Strategic planning has many purposes. It provides the opportunity and impetus to examine your market environment, your customers, and your competitors and to think about the past and the future in each of these areas. Strategic planning provides the opportunity to examine and refine your organization’s mission, vision, goals, and objectives. The strategic planning process provides an opportunity to refine your strategy – to define again where and how you will compete to best meet the organization’s goals and objectives. Strategic planning asks the organization to plan the specific tactics and actions that will implement the strategy and lead to achieving those goals and objectives.
But perhaps the most important purpose of a strategic plan is to focus the organization and all of its resources on the most important activities and investments that will lead to achieving the plan. The plan is both a communication tool and a sieve to keep the organization’s actions and investments pure. Peter Drucker once said, “Culture eats strategy for breakfast.” I often say that a mediocre strategy well executed is likely to create more value than the best strategy poorly implemented. Both of these statements are based on the fact that any strategic plan is only as good as the organization’s ability to rally around the plan and to work as a tight-knit, collaborative unit in pursuing the implementation without distraction. This is what we refer to as strategic focus.
Strategic focus means that the organization is diligent in examining every action and every investment to assure that they move us down the road to become what the plan defines. No one in the organization has a sacred cow, or a pet project, or an interesting opportunity that diverts any attention or resource from the strategic plan.

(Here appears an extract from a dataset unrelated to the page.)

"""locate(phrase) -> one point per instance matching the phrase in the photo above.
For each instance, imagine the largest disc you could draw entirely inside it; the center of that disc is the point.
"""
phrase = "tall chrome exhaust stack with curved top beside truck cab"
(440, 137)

To achieve strategic focus, the plan needs to be clearly laid out and defined so that all parties understand and so that there are no open ends. To achieve focus, the plan needs to be communicated frequently and clearly so that all understand and buy in. There is another saying, “When you are tired of saying it, people are beginning to understand it.” The plan needs to be visible and present in every discussion that might lead to activity or allocation of resources that could possibly be relevant to the plan. Each person must see their role in achieving the plan.
There are many reasons why organizations fail to achieve focus, and therefore fail to implement or achieve their plan. Most of the time it is because they don’t see the importance of day-to-day reminding of what they hope to achieve. Too often the planning process is a sterile, one-time process of development. Sometimes it is introduced to the organization in a single meeting, where it is presented in summary without making each person’s role and the importance of achieving the plan clear. Often the plan is put on the shelf or stuffed in a drawer, never to be seen again until the next year, when we wonder why it never happened.
If you want to develop a strategic plan, it ought to be one that actually defines a plan of action and that plan of action needs to be part of the organization’s daily activities. It requires strategic focus.
Does your organization seek to implement a strategic plan that really affects the way that you compete? Do you develop strategic focus that drives your implementation?